Frédéric Joignot entend préfacer l'article de Jake Lamar (qui soit dit en passant n'a pas vécu aux USA depuis 17 ans) avec une description des Tea Partiers comme les membres de "la base la plus radicale de la droite et de l'extrême droite américaine". Est-ce radical, est-ce populiste, est-ce être "frénétique" et "aigri" et "hargneux" et "virulent" d'attendre de ses élus — blancs ou noirs — un minimum de transparence et de responsabilité financière, surtout lorsqu'en temps de crise, la logique exige de chacun de faire des économies et de "se serrer la ceinture" (et que par ailleurs, l'argent dépensé à droite et à gauche par le gouvernement Obama est en fin de compte le leur — celui des contribuables) ? Peut-être que d'aucuns ont des bonnes raisons de ne pas "décolèrer", voire de "s'étrangler de rage"…
Le problème des Démocrates — comme celui des supporters étrangers d'Obama — est qu'ils ne prennent pas leur idole pour le président des États-Unis, ils le prennent pour "le" guide spirituel de l'Amérique censé amener ce peuple de prétendus ignorants vers le nirvana (la social-démocratie à l'européenne).

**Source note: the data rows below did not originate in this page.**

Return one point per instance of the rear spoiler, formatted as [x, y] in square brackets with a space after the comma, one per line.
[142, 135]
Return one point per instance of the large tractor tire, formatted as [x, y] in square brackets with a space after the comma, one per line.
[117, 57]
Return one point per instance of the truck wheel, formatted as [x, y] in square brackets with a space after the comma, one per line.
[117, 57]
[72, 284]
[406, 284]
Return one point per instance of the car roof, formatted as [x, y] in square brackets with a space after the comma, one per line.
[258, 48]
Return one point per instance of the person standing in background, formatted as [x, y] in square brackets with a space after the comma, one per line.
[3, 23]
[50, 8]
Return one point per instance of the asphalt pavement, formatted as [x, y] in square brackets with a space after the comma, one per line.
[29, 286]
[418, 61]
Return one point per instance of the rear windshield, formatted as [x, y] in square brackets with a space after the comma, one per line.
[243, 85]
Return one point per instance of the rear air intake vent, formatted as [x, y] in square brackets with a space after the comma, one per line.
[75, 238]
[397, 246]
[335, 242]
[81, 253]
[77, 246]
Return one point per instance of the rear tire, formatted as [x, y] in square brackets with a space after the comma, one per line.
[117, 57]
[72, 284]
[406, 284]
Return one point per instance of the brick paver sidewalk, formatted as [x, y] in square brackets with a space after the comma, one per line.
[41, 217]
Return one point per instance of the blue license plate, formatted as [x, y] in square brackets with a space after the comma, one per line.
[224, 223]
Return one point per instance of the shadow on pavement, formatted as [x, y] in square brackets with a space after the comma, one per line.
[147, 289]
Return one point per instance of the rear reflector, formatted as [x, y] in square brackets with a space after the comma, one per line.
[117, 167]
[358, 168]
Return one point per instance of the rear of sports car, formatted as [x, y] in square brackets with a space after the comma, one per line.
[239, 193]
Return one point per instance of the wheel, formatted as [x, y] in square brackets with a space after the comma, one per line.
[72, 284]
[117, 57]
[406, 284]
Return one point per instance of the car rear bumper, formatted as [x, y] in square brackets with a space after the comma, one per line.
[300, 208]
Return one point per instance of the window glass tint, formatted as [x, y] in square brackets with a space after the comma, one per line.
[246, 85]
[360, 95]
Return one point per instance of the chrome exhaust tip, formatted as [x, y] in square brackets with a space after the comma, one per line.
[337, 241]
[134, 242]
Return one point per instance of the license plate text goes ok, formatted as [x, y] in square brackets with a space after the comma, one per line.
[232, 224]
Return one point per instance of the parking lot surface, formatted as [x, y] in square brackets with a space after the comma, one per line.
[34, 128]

Et devant ce Grand Timonier auto-proclamé, les critiques devraient se taire et ignorer ses (nombreuses) promesses non tenues.
Le problème (pour les partisans idéologiques d'Obama) est que nous ne sommes pas convaincus (et que nous avons de — bonnes — raisons de ne pas l'être) que l'Amérique remplit cette description de cet endroit infernal et inhumain véhiculé (et vilipendé) par les gauchistes du monde entier (en Amérique comme à l'étranger) ; nous avons des raisons de ne pas être convaincus que les Européens sont des êtres extra-lucides qui auraient trouvé le moyen d'amener le paradis sur terre (loin de là) ; et nous avons des raisons de ne pas être convaincus par ce conte de fées dans lequel Barack Obama est le Grand Timonier censé nous conduire vers la délivrance.